I own 4 basic low cost dac and the differences between them is immediately perceptible but each one has his own function and synergy potential but throwing many, many thousand dollars to upgrade any of them make less sense now than investing in BACCH filters or way better other investing in other components or investing in embeddings mechanical and electrical or acoustical controls which will be more impactful together than any classical dac of any type upgrades... Better to buy BACCH or transform your room acoustic...If with your actual dac the synergy please you already for sure..
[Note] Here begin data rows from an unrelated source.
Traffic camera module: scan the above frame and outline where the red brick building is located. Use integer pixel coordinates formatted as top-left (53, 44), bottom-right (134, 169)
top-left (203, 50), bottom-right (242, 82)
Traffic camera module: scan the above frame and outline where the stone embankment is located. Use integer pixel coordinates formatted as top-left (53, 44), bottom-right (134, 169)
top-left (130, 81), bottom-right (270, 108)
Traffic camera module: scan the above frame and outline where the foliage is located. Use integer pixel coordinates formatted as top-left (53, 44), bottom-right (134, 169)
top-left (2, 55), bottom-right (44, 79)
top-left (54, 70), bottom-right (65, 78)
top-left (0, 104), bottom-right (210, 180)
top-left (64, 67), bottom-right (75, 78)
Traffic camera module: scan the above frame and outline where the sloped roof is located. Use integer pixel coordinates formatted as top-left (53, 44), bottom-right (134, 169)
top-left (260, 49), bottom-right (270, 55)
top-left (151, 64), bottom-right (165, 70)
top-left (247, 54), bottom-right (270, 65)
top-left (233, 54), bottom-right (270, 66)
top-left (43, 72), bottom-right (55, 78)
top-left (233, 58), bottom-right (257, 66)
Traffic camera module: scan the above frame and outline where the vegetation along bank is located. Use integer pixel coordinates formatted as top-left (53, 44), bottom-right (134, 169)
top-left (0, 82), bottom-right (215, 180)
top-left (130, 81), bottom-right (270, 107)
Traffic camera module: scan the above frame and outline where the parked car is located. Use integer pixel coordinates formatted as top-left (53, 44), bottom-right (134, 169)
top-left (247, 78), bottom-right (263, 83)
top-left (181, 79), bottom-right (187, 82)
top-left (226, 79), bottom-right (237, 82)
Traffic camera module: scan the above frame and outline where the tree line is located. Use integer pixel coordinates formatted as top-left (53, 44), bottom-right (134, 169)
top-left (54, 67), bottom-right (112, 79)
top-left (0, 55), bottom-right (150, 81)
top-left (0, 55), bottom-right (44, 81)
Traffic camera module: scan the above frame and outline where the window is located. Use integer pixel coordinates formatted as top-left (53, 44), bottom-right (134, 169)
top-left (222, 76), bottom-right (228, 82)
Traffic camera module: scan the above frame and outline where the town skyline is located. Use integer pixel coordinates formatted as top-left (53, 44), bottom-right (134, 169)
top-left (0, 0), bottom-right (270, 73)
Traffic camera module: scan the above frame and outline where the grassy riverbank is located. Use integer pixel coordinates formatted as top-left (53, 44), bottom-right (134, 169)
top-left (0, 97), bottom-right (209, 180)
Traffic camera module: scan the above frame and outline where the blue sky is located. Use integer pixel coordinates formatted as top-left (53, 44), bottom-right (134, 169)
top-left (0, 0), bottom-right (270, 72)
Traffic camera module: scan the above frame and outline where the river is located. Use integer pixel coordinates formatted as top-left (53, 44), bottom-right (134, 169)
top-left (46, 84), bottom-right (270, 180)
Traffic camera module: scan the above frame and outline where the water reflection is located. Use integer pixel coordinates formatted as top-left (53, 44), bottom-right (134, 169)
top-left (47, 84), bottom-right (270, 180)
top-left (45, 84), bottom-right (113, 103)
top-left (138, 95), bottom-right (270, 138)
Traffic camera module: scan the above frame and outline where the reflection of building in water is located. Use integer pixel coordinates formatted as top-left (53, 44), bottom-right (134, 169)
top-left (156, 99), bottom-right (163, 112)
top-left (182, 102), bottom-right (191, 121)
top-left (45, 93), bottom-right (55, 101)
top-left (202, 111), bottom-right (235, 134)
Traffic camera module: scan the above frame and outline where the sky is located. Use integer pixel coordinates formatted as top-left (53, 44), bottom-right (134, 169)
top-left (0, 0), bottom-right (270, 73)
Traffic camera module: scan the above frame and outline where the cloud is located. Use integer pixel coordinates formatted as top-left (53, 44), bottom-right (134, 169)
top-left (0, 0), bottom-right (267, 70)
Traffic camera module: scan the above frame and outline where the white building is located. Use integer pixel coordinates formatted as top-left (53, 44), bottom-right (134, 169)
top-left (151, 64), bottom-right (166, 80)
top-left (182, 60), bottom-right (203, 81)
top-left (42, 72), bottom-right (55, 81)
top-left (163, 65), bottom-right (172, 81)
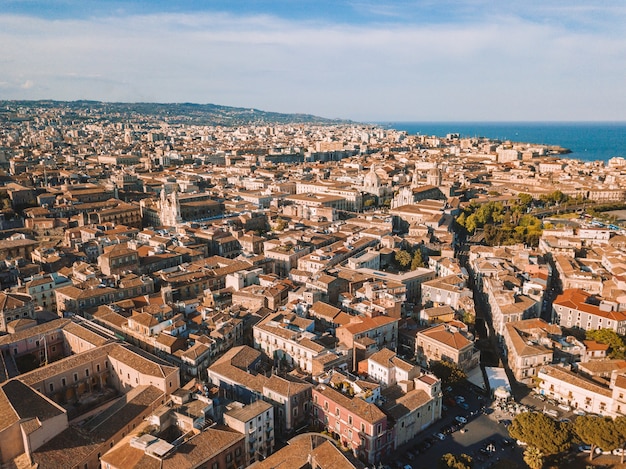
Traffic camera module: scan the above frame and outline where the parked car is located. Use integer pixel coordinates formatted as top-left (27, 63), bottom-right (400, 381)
top-left (443, 397), bottom-right (456, 407)
top-left (543, 409), bottom-right (559, 419)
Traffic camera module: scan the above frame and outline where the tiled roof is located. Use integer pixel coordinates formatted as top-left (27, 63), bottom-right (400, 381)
top-left (315, 384), bottom-right (386, 424)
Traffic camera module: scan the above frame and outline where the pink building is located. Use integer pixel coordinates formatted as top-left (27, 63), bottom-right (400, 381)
top-left (312, 384), bottom-right (394, 464)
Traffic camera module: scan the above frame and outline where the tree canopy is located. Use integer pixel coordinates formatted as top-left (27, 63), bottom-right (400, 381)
top-left (574, 415), bottom-right (622, 460)
top-left (524, 446), bottom-right (543, 469)
top-left (456, 198), bottom-right (543, 246)
top-left (430, 360), bottom-right (467, 387)
top-left (585, 329), bottom-right (626, 359)
top-left (509, 412), bottom-right (571, 456)
top-left (437, 453), bottom-right (473, 469)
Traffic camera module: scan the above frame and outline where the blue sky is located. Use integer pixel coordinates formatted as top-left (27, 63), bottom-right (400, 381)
top-left (0, 0), bottom-right (626, 121)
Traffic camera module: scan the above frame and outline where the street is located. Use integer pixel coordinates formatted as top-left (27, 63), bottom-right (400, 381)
top-left (383, 388), bottom-right (525, 469)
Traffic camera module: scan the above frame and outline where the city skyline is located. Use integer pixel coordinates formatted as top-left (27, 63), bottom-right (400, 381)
top-left (0, 0), bottom-right (626, 121)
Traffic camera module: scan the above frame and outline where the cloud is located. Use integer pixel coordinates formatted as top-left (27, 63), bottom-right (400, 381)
top-left (0, 10), bottom-right (626, 120)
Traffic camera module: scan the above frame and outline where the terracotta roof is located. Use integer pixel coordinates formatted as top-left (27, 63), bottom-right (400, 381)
top-left (315, 384), bottom-right (386, 424)
top-left (0, 292), bottom-right (33, 311)
top-left (418, 324), bottom-right (472, 350)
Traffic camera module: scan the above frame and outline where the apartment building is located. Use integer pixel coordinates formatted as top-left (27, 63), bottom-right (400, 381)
top-left (0, 292), bottom-right (35, 332)
top-left (415, 321), bottom-right (480, 371)
top-left (224, 400), bottom-right (275, 466)
top-left (552, 289), bottom-right (626, 335)
top-left (312, 384), bottom-right (394, 464)
top-left (335, 316), bottom-right (398, 350)
top-left (208, 345), bottom-right (312, 436)
top-left (421, 274), bottom-right (472, 309)
top-left (253, 312), bottom-right (332, 373)
top-left (503, 319), bottom-right (561, 384)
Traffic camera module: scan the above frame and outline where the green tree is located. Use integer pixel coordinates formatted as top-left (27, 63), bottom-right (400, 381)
top-left (430, 360), bottom-right (467, 387)
top-left (395, 249), bottom-right (413, 269)
top-left (437, 453), bottom-right (473, 469)
top-left (509, 412), bottom-right (571, 456)
top-left (614, 416), bottom-right (626, 464)
top-left (524, 446), bottom-right (544, 469)
top-left (585, 329), bottom-right (626, 359)
top-left (274, 217), bottom-right (287, 231)
top-left (515, 193), bottom-right (534, 212)
top-left (411, 248), bottom-right (424, 270)
top-left (574, 415), bottom-right (622, 461)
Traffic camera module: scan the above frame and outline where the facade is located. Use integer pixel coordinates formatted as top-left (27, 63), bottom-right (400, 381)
top-left (224, 400), bottom-right (275, 466)
top-left (0, 292), bottom-right (35, 332)
top-left (312, 384), bottom-right (394, 464)
top-left (504, 319), bottom-right (561, 384)
top-left (552, 289), bottom-right (626, 335)
top-left (24, 272), bottom-right (72, 311)
top-left (415, 321), bottom-right (480, 371)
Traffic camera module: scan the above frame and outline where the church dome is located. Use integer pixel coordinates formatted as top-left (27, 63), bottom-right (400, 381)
top-left (363, 165), bottom-right (381, 186)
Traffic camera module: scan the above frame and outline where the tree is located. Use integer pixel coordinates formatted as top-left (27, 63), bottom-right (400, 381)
top-left (524, 446), bottom-right (543, 469)
top-left (274, 217), bottom-right (287, 231)
top-left (437, 453), bottom-right (473, 469)
top-left (509, 412), bottom-right (571, 456)
top-left (363, 199), bottom-right (376, 207)
top-left (574, 415), bottom-right (621, 461)
top-left (585, 329), bottom-right (626, 359)
top-left (395, 249), bottom-right (413, 269)
top-left (614, 416), bottom-right (626, 464)
top-left (411, 248), bottom-right (424, 270)
top-left (430, 360), bottom-right (467, 387)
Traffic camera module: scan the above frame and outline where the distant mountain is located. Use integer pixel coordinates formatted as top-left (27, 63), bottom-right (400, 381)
top-left (0, 100), bottom-right (350, 127)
@mahgister , IMO, any DAC, i.e. digital/analog conversion --> filter deployment, etc is DSP. There is no such thing as a purist DAC really. Any DAC that uses FPGA is certainly not a purist DAC and is very much in the DSP domain. Even the common R2R dacs rely heavily on FPGA. Manufacturers don’t openly use the word DSP in their product lest they scare off the "purist" audiophiles. Low info audiophiles seem to be a bit too confused and/or conflicted when it comes to their understanding of what constitutes DSP or not.

BACCH, HRTFs and all other proprietary FPGA intervention, etc is an attempt to evolve/enhance a DAC’s function such that it begins to realistically portray the presentation of a 3D soundfield, layering, spatial cues, detail, etc to the ears (as would be respresentative of live great acoustic spaces with unplugged instruments playing and no PA equipment involved)

Lower cost DACs can easily match core SINAD measurements, noise floor, etc of any 10k, 20k, 40k, 80k whatever "high end" DAC. The real enhancement of the listening experience comes from the implementation of different types of DSP mentioned above. The latter comes down to the knowledge base/competence level of the individual manufacturer. In that respect, i have more faith in some of the bigger dogs (Sony, Yamaha, Sound United, Technics, etc) to come up with something worthwhile over the years. For example, Yamaha just invested ~100 million USD in audio R&D. I don’t care to waste my time (not a chance) with the fluff manufacturers a.k.a 1 guy tinkering in his garage and coming up with a price tag of 20k somehow! (he must think he’s that much of a genius!).

For now, i have a Denafrips Venus (~3k), Technics SL-G700 SACD player/DAC/Streamer combo unit (~3k) and a TAD D1000TX SACD player/DAC (~15k msrp, you could get it for 8 to 10k, if you are tactical 😏). I can justify a higher cost for CD/SACD player/DAC/streamer type of combo units when they are built like a mac truck and last for life. If the DACs become outdated in 10 years, they could still serve as top notch quality transports. But, i couldn’t justify that level of cost for stand-alone DACs, a constantly evolving tech.

I spoke for people like me with very limited budget...

@mahgister , A lower cost dac will benefit a lot from certain types of tweaks, vibe isolation, usb filters (IFI, audioquest, etc), ethernet filters, better power supply, power filters, cables, dedicated power lines and so on....If your overall system infrastructure tweaks are up to a certain certain standard, you can narrow the gap a lot between lower priced dacs and higher priced dacs. The higher priced dacs don’t benefit that much from above such tweaks perceptibly. If you understand circuit design/and are handy, you could tinker with some components in the output stage and so on...

Reviewers exaggerate differences they heard between dacs at different price brackets. It is a lot more subtle than what these guys claim. Guys in untreated spaces with poor or restricted setups (no distance between speakers/frontwalls, listener/backwall, etc) have already nullified most benefits of higher end dacs...might as well work with the room, i.e., get other fundamentals right before coming to the dac.